In the 1970s, Buck Nin went with his family to Hawaii and then to the University of Texas, where he completed doctoral studies. On his return he and Rongo Wetere established Te Wananga o Aotearoa, an independent art education training project.
Buck Nin was always a politically engaged artist, identifying in 1975 with Whina Cooper and the Hikoi marchers and with those involved in the Bastion Point protests that began in January 1977. It is likely that this banner painting was raised in protest at the momentous events that took place at that time. The solemn, brooding landforms and cloud shapes that lie behind the horizontal kowhaiwhai ‘flag’ may owe something to McCahon’s structural methods and manipulation of tone.
At first glance this intriguing painting, a disrupted kowhaiwhai, appears fragmented, bursting beyond its frame but it is also constrained by its Maori theme of protest. The convoluted kowhaiwhai-based pattern is much more multi-layered than those usually seen in wharenui. Those highly ornate examples usually have a downward flow from the apex of the wharenui’s pitched and gabled roof. Often called heke (descent) by Maori who use one of many whakapapa-based points of reference within the building that itself personifies at least one ancestor. Buck Nin’s kowhaiwhai does not have the same function. Nor does it have the same visual flow. It symbolises cultural disjuncture, rather than continuity. Rightly so, its disrupted state echoes the damage done to Maori culture over which many protest campaigns that have taken place since Pakeha arrival.
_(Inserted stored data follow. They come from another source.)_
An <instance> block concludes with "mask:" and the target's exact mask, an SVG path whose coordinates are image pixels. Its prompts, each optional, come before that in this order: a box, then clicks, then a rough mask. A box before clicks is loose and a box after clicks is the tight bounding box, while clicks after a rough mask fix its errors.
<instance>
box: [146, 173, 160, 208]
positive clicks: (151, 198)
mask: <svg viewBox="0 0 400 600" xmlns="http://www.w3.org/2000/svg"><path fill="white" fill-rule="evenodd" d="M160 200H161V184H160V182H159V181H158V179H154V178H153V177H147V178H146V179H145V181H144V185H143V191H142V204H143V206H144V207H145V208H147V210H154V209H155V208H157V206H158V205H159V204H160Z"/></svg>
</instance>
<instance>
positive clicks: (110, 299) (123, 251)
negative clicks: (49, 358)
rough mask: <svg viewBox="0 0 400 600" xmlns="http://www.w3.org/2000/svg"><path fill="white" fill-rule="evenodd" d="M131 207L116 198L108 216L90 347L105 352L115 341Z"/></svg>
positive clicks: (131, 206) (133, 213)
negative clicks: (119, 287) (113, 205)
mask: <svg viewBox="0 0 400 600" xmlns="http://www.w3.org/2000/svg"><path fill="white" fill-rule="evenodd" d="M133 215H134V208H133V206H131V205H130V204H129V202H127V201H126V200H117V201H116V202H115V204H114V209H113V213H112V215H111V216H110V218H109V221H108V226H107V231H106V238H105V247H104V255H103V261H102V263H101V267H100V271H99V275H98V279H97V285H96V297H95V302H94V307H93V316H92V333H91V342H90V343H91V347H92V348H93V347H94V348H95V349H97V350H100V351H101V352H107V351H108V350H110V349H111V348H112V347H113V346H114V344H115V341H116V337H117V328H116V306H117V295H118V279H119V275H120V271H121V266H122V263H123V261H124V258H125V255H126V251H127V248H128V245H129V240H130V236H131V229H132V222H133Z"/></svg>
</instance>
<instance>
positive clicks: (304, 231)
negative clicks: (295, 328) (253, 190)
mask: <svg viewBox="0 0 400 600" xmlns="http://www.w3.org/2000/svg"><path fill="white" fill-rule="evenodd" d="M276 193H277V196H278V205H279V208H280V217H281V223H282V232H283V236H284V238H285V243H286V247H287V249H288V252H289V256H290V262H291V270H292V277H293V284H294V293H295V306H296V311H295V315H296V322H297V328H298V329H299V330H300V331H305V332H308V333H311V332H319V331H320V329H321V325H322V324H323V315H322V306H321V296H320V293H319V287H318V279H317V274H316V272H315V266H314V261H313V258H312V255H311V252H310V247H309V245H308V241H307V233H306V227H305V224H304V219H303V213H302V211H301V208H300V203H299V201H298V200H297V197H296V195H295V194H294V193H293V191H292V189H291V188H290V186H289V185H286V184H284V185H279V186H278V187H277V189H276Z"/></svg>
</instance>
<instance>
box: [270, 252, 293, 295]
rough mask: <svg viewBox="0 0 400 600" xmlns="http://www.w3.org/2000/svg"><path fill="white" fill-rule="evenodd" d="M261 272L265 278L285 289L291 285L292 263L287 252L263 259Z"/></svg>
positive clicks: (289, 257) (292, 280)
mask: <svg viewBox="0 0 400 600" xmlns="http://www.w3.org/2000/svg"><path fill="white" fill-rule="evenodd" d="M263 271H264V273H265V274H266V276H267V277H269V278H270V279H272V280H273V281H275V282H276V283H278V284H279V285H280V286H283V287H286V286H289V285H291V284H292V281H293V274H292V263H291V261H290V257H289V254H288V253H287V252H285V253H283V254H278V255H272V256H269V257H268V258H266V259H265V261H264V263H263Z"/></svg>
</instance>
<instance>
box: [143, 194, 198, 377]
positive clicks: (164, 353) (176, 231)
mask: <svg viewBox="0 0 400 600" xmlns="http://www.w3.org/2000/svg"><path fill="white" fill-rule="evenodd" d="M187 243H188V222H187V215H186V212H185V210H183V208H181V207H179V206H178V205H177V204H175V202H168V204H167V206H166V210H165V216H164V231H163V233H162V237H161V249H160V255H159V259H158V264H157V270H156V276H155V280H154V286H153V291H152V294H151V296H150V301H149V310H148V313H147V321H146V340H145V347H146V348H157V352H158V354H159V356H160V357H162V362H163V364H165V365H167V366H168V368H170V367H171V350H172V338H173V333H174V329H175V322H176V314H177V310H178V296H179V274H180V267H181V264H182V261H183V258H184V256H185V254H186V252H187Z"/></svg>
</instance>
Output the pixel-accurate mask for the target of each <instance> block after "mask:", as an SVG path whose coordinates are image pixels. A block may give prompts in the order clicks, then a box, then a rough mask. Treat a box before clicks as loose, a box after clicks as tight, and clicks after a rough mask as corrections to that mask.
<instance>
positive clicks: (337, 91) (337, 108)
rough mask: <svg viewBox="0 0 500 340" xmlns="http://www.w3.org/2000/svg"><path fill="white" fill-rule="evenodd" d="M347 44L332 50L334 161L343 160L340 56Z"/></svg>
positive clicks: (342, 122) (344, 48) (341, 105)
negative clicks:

This political kowhaiwhai is not without hope, however. The embryonic forms within it indicate that life prevails despite damaging counter forces. Set within a clouded sky over a dark sea or land surface, it hovers, protesting not for protest’s sake but for redress, for change to an unjust hegemony in Aotearoa. Perhaps the red koru in the centre of the painting is a symbol of a once strong culture that spiralled back into itself in defence against colonialist oppression. Now the way forward incorporates two pathways for Maori people, one of their tupuna (ancestors) and one of a new world where Maori must continue with the new challenges they encounter in partnership with Pakeha, where a relationship of mutual respect and equality prevails.